The device 100 can also be configured to label additional regions of the image 500. For example, the device 100 can be configured to label a second region 612 of the image 500 as a background region. The second region corresponds to the surface 604 identified from the point cloud 200 at block 410. In further examples, the device 100 can be configured to label a third region 616 of the image 500 as a probable background region, e.g., by identifying surfaces with normal vectors that differ from the normal vector of the surface 600 or 604 by more than a threshold (e.g., by more than about 30 degrees, although various other thresholds can also be employed). The third region 616 can therefore encompass surfaces such as the sides of the object 104, as shown in FIG. 6, as well as walls or other substantially vertical surfaces behind or beside the object 104. In still further examples, the device 100 can label a remainder of the image 500 (that is, any pixels not already encompassed by one of the regions 608, 612, and 616) as a probable foreground region.

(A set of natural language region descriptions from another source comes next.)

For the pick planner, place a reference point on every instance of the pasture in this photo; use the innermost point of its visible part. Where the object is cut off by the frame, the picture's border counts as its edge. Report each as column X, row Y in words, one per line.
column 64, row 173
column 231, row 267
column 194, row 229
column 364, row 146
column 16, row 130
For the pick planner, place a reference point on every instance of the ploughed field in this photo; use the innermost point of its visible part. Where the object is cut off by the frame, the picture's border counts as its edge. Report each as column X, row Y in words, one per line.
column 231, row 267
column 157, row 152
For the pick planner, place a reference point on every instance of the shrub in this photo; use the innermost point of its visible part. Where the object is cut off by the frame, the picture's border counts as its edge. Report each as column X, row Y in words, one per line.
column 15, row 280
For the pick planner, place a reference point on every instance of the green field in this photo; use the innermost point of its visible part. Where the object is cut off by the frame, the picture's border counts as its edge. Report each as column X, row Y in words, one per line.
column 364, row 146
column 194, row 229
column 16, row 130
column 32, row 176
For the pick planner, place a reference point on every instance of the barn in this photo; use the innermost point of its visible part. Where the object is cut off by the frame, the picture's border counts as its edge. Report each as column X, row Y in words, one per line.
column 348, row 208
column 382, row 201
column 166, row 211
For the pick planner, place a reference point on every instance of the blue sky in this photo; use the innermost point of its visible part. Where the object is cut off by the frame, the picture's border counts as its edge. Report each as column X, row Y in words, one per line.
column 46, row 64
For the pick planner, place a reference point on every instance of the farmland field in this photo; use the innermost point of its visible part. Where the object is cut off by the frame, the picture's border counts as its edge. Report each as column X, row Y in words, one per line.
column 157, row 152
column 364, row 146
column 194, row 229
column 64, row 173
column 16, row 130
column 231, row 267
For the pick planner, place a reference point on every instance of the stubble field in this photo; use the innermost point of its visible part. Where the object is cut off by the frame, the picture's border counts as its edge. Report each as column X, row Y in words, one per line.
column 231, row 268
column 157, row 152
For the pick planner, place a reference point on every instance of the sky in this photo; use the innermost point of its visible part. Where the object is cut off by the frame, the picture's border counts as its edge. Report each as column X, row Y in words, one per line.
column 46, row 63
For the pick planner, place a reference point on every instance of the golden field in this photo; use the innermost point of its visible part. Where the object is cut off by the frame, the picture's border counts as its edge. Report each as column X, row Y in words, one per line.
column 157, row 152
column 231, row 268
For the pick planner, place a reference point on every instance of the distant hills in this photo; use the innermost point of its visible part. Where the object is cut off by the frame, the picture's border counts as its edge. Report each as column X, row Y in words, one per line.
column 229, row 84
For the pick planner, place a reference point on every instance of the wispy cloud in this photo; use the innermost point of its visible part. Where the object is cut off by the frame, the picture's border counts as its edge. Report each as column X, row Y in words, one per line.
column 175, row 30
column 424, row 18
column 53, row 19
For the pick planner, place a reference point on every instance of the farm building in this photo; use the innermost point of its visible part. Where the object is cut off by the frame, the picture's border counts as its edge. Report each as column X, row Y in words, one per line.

Returning to FIG. 4, at block 420 the device 100 is configured to segment an image foreground from the image 500, based on the label(s) applied at block 415. Segmentation at block 420 can include implementing a graph cut-based algorithm, such as GrabCut (e.g., as implemented in the OpenCV library, or any other suitable machine vision library). As will be apparent to those skilled in the art, the GrabCut operation builds a graph of the image 500, with each pixel represented by a node in the graph, connected with neighboring pixels by edges. Each node is also connected to a source node (corresponding to foreground) and a sink node (corresponding to background). The links between nodes are weighted, indicating strengths of connections between nodes. The initial weights are set based on the labels assigned at block 415. The graph is then segmented to minimize a cost function that seeks to group pixels of similar intensity or other properties. The above process can be iterated, e.g., by determining updated weights based on the initial segmentation, and repeating the segmentation until convergence.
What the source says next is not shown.